Hong Kong stocks finished higher on Wednesday, quickly recovering from the global market stumble that followed unrest in Egypt, as investors bet that asset inflation and a stronger world economy would lift the market. The benchmark Hang Seng Index rose 1.81 percent to 23,908.96, bringing gains for the Year of the Tiger to about 18 percent. The local market will reopen on Monday after a long weekend to mark the Lunar New Year.
Markets in mainland China reopen on January 9 Gains were seen across the board with no benchmark constituent trading in the red. Financials and Hong Kong developers outperformed. "The trend of a weakening US dollar is translating into a weaker Hong Kong dollar because of the pegged exchange rate," said Cusson Leung, head of Hong Kong research at Credit Suisse, adding that the resulting asset inflation was difficult to stop.
Leung said the key theme in 2011 in Hong Kong would be inflation for consumer and asset prices. Cheung Kong (Holdings) Ltd, controlled by billionaire Li Ka-shing, surged 5.7 percent and was the top gainer on the Hang Seng Index. Hutchison Whampoa Ltd rose 5.5 percent and is about 5 percent shy of its 2007 peak.
Banks rose led by heavyweight HSBC Holdings Plc, up 2.1 percent and the biggest boost to the benchmark index. Emerging markets-focused rival Standard Chartered Plc rose 2.5 percent. There was a broad rally in Asia on the back of a surge in US manufacturing data and strong company earnings. Stocks on Wall Street ended at their highest level since June 2008.

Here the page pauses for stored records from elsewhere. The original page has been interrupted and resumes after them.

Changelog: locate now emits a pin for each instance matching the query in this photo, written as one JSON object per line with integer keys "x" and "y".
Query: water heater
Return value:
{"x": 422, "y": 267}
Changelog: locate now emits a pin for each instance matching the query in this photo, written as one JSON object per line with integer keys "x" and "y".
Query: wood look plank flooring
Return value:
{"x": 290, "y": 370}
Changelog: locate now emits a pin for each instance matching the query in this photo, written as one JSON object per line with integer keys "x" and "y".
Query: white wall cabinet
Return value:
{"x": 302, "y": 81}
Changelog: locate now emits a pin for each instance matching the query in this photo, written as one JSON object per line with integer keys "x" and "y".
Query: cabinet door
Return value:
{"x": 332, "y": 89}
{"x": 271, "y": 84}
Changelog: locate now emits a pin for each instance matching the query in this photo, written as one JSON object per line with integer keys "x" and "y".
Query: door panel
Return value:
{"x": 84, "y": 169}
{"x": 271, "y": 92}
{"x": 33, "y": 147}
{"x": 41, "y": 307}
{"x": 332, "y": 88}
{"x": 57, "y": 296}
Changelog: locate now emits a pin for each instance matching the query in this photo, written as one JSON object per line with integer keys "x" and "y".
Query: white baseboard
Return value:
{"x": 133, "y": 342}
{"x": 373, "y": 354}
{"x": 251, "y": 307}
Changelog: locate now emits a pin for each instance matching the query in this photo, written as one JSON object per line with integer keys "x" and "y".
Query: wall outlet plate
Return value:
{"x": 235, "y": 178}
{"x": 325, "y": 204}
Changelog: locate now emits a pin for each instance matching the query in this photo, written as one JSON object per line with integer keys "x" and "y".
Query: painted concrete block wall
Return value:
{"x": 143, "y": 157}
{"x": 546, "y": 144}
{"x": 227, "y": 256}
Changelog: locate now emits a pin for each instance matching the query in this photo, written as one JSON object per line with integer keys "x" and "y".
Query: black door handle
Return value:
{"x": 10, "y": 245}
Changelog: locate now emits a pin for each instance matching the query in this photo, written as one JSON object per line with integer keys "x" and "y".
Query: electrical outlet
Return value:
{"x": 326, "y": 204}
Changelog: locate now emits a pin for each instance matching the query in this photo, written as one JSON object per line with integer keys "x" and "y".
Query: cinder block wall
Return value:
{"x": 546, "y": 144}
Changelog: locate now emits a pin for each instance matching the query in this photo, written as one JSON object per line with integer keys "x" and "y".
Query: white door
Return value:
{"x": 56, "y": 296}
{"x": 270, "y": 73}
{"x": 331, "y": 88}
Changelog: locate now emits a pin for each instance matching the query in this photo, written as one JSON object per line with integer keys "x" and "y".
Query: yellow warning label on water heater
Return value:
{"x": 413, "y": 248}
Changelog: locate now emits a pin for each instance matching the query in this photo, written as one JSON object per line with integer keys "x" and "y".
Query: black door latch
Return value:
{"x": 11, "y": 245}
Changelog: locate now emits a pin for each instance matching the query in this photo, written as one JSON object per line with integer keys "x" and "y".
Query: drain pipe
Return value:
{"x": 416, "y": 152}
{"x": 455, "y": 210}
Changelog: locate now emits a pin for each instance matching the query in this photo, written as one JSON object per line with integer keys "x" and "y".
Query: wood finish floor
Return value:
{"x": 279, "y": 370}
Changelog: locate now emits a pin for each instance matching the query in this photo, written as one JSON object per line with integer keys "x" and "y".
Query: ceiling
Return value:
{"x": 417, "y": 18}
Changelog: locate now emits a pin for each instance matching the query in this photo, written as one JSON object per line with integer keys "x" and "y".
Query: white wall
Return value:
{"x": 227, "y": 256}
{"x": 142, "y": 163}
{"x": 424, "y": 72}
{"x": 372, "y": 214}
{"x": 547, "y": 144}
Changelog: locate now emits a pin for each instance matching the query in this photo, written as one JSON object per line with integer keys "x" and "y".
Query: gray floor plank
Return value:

Copper prices, often considered a barometer for global economic activity, rallied to a record high buoyed by positive data from the US and China, bullish chart patterns and a weakening US dollar. Cyclical stocks - those most directly affected by economic trends - bounced back after consolidating for a few sessions. Jiangxi Copper Co Ltd rose 3.4 percent, while China Cosco Holdings Co Ltd rose 3.6 percent.